A ClientDataSet in Every Database Application

By: Cary Jensen

Abstract: This article is the first in an extended series designed to explore the ClientDataSet. The basic behavior of the ClientDataSet is described, and an argument is made for the extensive use of ClientDataSets in most all database applications.

The ClientDataSet is a component that holds data in an in-memory table. Until recently, it was only available in the Enterprise editions of Delphi and C++ Builder. Now, however, it is available in the professional editions of these products, as well as Kylix. This article is the first in an extended series designed to explore the capabilities and features of the ClientDataSet. 
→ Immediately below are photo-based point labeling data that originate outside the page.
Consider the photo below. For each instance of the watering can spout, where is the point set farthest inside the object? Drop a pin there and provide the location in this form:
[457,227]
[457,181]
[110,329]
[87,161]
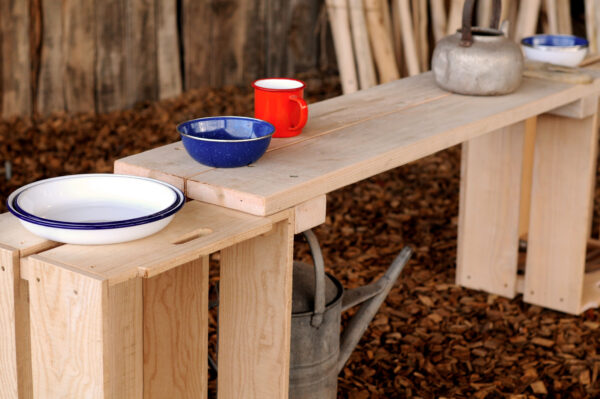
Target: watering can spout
[371,297]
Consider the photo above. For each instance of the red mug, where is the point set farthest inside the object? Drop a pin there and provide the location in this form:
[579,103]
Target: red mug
[279,101]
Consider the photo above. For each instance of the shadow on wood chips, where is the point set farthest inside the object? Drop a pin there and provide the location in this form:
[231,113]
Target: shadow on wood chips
[431,339]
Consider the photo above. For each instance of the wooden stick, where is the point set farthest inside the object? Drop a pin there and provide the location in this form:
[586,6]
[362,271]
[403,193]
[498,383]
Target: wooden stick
[510,13]
[590,25]
[381,43]
[362,50]
[455,15]
[398,48]
[564,17]
[527,19]
[340,28]
[410,51]
[438,18]
[423,41]
[552,16]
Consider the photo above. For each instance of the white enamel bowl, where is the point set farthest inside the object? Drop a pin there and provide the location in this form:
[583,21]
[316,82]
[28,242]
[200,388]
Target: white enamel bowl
[565,50]
[95,208]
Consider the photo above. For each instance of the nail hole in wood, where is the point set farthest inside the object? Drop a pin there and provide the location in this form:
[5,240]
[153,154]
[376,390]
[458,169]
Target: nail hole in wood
[192,235]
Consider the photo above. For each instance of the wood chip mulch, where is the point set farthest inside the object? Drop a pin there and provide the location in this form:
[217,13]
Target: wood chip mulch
[431,339]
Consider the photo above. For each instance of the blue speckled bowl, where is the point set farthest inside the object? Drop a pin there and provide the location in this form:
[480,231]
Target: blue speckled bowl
[226,141]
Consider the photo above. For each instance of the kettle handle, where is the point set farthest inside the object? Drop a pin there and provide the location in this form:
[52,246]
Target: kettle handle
[467,22]
[315,252]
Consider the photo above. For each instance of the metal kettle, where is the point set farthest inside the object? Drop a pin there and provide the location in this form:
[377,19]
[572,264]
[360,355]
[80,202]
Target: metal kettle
[478,61]
[318,300]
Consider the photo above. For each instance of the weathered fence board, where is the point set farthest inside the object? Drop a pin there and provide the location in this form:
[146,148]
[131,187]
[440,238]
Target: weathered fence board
[16,82]
[106,55]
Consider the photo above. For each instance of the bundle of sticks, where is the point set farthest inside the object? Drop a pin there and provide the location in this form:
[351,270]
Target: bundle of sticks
[377,41]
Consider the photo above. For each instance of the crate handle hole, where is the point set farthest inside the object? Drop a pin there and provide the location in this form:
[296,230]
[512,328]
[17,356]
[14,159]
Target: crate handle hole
[192,235]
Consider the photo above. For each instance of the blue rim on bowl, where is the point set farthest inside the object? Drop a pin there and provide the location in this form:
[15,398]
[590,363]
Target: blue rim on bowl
[15,209]
[217,118]
[555,42]
[226,141]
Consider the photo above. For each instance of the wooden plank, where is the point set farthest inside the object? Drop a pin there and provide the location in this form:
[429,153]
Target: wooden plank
[561,204]
[488,230]
[167,49]
[255,315]
[66,310]
[579,109]
[79,323]
[342,40]
[591,291]
[310,214]
[291,175]
[175,359]
[110,55]
[197,230]
[15,54]
[527,19]
[408,38]
[526,175]
[362,49]
[78,45]
[124,347]
[50,95]
[15,345]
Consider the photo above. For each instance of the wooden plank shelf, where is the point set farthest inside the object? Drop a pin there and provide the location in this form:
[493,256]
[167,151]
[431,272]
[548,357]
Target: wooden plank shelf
[356,136]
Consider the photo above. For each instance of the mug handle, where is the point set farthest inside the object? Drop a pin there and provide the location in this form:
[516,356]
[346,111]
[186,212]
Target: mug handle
[303,112]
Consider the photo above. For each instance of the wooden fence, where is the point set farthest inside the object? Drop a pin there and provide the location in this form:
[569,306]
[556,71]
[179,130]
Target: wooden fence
[103,55]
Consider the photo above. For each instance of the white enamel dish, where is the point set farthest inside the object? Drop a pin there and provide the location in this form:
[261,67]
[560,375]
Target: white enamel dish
[565,50]
[95,208]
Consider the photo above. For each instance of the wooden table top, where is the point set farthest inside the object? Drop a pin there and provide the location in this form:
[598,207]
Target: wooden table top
[353,137]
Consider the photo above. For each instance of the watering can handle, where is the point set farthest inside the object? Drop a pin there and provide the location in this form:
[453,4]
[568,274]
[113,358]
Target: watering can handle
[467,22]
[317,256]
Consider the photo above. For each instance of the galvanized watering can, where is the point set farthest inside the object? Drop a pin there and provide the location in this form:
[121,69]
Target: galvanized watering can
[478,61]
[317,357]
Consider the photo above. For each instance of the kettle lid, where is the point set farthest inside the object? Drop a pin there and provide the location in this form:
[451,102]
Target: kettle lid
[303,291]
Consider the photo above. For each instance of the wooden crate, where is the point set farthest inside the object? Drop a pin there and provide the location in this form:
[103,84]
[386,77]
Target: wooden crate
[130,320]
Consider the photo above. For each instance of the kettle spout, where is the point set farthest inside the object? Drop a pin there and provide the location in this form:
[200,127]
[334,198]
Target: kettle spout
[374,295]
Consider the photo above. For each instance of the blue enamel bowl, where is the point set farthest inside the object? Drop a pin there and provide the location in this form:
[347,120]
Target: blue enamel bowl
[226,141]
[565,50]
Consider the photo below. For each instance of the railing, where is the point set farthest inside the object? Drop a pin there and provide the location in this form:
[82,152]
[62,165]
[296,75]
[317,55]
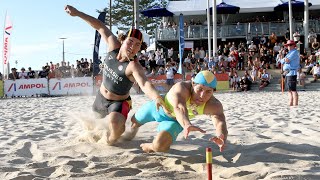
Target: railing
[237,30]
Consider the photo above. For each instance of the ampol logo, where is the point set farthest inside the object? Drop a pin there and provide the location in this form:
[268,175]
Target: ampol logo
[13,85]
[76,85]
[31,86]
[58,84]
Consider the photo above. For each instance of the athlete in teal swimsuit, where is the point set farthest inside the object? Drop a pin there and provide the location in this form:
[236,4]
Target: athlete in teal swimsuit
[185,100]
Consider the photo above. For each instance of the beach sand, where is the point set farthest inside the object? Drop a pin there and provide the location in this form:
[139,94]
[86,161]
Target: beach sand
[43,138]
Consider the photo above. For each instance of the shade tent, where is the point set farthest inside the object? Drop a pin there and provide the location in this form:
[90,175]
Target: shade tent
[296,6]
[156,12]
[224,8]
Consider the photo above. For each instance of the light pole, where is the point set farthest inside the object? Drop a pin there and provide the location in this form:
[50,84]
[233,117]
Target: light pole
[63,48]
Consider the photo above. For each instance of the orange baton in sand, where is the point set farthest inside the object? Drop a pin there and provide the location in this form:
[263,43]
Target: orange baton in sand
[209,162]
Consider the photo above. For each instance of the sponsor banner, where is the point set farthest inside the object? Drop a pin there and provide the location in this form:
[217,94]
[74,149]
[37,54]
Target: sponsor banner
[160,84]
[1,89]
[71,86]
[6,45]
[26,87]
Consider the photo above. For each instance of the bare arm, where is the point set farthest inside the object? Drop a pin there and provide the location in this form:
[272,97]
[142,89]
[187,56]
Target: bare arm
[215,109]
[178,97]
[106,34]
[145,85]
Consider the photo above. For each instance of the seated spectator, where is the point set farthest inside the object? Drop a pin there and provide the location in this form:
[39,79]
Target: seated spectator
[265,79]
[31,73]
[316,72]
[14,74]
[23,74]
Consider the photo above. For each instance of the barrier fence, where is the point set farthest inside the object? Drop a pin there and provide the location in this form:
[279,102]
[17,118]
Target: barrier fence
[81,85]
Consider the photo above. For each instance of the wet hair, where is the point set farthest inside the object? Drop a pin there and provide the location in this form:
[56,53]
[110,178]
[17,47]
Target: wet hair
[121,37]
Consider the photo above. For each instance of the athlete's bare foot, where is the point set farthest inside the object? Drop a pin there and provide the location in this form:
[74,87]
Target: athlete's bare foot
[110,140]
[128,136]
[147,147]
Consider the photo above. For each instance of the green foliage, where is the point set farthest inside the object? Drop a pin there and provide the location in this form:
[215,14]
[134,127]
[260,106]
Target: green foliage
[122,14]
I have been playing with an idea for a while, and I wanted the title of this article to reflect this (with my apologies to Herbert Hoover for the pathetic turn of his political promise of "two chickens in every pot and a car in every garage"). In short, I believe that a very strong argument can be made for including one ClientDataSet and a corresponding DataSetProvider for each TDataSet used in an application. Doing so provides your user interface and runtime code with a consistent set of features (filters, ranges, searches, and so forth) regardless of the data access technology being employed.
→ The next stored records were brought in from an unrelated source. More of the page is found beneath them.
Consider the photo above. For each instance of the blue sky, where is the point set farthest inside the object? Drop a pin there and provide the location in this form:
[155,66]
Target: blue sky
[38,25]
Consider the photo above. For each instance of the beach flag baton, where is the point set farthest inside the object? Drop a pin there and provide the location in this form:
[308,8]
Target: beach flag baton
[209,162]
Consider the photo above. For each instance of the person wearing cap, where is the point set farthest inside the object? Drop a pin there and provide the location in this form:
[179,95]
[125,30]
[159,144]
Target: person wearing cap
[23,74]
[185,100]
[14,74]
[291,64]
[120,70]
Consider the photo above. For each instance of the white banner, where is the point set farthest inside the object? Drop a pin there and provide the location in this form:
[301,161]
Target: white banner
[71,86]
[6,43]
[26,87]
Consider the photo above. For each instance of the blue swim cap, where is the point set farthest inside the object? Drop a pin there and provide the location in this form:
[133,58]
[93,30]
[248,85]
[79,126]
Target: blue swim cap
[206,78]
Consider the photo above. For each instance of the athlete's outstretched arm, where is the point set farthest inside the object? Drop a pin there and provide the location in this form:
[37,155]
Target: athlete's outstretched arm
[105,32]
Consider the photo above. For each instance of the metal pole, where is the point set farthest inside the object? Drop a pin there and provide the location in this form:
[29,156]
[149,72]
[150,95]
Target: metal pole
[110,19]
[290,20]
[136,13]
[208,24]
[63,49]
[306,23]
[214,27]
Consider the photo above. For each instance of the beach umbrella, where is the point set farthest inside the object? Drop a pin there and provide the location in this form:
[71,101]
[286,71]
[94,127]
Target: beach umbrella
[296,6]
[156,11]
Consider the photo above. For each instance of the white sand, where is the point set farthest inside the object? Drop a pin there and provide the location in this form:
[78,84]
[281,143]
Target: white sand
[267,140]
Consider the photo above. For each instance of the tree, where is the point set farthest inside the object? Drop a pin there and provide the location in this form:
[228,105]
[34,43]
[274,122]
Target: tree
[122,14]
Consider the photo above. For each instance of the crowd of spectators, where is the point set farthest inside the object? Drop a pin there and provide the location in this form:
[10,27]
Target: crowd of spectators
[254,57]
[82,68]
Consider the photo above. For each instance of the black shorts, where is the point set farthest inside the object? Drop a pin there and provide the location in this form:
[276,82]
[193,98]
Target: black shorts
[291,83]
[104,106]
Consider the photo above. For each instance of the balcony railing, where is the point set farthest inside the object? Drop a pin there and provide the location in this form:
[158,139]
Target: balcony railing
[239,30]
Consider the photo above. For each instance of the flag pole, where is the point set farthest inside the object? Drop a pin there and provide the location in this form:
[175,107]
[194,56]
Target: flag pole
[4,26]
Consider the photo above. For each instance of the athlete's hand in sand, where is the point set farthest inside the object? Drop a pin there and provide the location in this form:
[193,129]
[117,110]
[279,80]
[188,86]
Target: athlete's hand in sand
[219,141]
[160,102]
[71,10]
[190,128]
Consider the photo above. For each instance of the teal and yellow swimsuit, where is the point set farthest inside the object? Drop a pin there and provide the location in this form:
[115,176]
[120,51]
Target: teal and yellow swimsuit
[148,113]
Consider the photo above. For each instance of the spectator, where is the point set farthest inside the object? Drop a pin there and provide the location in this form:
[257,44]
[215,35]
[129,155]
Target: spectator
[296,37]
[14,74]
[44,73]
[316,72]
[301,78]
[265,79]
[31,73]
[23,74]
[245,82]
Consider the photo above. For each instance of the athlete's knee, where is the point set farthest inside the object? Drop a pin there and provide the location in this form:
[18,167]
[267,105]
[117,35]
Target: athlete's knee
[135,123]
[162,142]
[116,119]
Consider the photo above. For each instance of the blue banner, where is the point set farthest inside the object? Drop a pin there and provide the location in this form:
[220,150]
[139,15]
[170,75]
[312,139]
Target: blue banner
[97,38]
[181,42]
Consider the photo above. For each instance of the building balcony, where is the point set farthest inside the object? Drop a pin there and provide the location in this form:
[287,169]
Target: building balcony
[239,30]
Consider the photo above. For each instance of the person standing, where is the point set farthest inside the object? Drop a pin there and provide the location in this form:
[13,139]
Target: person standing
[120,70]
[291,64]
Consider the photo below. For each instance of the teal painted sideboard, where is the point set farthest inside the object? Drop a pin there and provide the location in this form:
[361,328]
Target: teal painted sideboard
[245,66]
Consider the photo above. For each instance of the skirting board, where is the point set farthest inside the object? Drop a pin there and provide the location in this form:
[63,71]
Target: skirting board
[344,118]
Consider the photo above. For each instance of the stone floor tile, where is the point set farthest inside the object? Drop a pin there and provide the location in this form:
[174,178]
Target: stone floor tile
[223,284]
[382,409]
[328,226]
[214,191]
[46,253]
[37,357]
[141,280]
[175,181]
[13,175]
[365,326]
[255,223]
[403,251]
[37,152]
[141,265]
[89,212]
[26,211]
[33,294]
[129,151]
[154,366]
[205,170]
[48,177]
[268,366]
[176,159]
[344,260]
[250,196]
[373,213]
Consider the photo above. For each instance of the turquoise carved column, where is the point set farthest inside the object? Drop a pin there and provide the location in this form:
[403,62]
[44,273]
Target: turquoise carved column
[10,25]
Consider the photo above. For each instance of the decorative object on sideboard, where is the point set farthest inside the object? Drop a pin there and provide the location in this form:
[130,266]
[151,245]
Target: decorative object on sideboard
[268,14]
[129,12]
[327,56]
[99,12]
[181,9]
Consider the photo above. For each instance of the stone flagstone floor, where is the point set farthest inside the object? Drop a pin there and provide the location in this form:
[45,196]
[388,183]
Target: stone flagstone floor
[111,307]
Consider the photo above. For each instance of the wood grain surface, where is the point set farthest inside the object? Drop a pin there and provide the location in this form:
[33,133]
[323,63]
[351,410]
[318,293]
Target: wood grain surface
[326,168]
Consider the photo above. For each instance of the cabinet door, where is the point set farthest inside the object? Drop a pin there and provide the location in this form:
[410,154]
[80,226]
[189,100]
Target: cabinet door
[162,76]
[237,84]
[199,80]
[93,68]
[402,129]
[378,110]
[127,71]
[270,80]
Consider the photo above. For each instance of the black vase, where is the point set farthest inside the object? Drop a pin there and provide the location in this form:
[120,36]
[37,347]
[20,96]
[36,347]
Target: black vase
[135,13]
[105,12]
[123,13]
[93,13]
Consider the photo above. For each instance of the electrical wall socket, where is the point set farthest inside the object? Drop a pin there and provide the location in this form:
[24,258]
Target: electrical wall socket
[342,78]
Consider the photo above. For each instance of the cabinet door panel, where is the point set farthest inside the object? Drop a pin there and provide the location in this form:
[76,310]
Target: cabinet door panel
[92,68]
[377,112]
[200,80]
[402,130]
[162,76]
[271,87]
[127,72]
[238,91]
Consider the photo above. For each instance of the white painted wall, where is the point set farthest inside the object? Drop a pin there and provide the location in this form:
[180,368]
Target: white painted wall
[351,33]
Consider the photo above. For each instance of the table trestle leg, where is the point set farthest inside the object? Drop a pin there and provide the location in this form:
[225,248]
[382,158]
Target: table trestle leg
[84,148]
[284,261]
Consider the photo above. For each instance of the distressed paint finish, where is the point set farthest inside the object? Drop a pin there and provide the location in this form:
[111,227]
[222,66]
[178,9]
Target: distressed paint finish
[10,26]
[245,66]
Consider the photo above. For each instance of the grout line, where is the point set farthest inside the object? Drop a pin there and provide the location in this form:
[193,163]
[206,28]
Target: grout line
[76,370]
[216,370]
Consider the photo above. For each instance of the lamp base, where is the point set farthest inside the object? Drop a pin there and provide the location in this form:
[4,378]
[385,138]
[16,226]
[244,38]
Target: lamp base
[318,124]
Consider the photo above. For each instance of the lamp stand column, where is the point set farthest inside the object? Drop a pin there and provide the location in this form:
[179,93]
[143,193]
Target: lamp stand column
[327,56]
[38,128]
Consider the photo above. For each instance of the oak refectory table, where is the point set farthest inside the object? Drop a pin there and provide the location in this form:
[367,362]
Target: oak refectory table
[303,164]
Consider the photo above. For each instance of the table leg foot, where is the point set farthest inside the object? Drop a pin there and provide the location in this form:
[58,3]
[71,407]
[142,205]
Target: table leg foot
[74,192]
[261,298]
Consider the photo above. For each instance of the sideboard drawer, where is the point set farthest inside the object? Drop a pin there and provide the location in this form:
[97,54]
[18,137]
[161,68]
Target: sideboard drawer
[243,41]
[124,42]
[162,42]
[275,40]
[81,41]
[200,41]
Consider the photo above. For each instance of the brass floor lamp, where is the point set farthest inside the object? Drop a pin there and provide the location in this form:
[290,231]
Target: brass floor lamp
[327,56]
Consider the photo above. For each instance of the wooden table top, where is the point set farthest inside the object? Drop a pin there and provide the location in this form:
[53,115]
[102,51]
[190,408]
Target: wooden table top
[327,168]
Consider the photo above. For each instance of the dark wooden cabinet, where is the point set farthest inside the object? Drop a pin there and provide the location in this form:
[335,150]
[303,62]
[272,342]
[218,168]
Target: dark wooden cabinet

Actually I have two goals in this first of many articles detailing the ClientDataSet. The first is to set forth the reasons why I believe that ClientDataSets should play a primary role in most database applications. The second goal, and the one that I hope you find useful whether or not you accept my arguments, is to provide a general introduction to the nature and features of the ClientDataSet.
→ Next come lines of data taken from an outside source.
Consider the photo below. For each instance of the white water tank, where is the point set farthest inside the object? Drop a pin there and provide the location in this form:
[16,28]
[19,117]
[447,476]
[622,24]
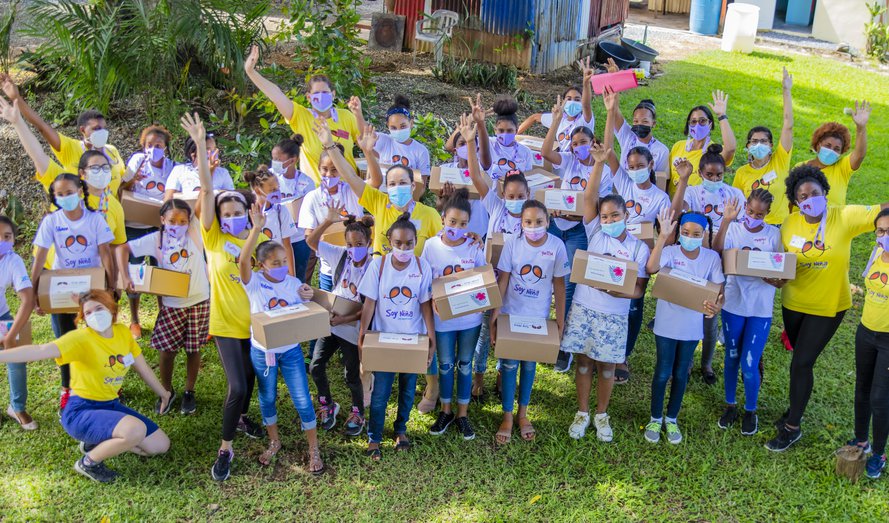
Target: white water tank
[739,33]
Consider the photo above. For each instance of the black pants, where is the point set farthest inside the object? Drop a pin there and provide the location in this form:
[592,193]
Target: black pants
[234,353]
[324,349]
[872,386]
[809,335]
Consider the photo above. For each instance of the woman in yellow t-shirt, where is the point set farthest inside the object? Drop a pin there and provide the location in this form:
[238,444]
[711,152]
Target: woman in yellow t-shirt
[698,126]
[100,355]
[872,354]
[321,95]
[814,303]
[768,165]
[830,142]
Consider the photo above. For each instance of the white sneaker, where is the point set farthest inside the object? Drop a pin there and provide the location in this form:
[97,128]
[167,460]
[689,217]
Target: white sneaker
[577,429]
[603,428]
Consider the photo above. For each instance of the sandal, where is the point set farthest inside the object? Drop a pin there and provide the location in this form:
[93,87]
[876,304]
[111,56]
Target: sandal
[266,458]
[526,429]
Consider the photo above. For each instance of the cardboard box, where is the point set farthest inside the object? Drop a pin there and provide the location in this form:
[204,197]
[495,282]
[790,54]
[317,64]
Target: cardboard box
[285,327]
[527,339]
[684,289]
[459,177]
[24,337]
[157,281]
[781,265]
[643,231]
[335,304]
[493,248]
[139,208]
[58,291]
[387,352]
[602,272]
[567,202]
[466,292]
It's this second goal that I will address first. Specifically, in order for my arguments to make sense, it is essential to first provide an overview of the ClientDataSet, and how it interacts with a DataSetProvider. This discussion will also serve as a primer for many of the technique-specific articles that will follow in this series. After this introduction I will return to my first premise, explaining in detail how you can improve your applications through the thoughtful use of ClientDataSets.

Introduction to the ClientDataSet

 The ClientDataSet has been around for a while: Since Delphi 3 to be precise. But up until recently it has only been available in the Client/Server or Enterprise editions of Delphi and C++ Builder. In these editions the ClientDataSet was intended to hold data in a DataSnap (formerly called MIDAS) client application. While many Enterprise edition developers did make extensive use of the ClientDataSet's features in non-DataSnap application, that this component did not exist in the Profession edition products made recommending its widespread employment unrealistic.

With Borland's introduction of dbExpress, which first appeared in Kylix 1.0, the ClientDataSet, and its companion, the DataSetProvider, are now part of the Borland's Professional Edition RAD (rapid application development) products, including Delphi 6, Kylix 2, and C++ Builder 6. Now all Borland RAD developers have access to this powerful and flexible component (I'm not counting the Personal or Open edition developers in this group, since those versions do not have the database-related components in the first place).

With this in mind, let's now take a closer look at how the ClientDataSet works.

The ClientDataSet is a TDataSet descendant that holds data in memory in a table-like structure consisting of rows (records) and columns (fields). Using the methods of the TDataSet class, a developer can navigate, sort, search, filter, and edit the data held in memory. Because these operations are performed on data stored in memory, they are very fast. For example, on a test machine with 512 MB of RAM running an 850 MHz Pentium 3, an index was build on an integer field containing random numbers of a 100,000 record table in just under one-half second. Once built, this index can be used to perform near instantaneous searches and set ranges on this indexed field.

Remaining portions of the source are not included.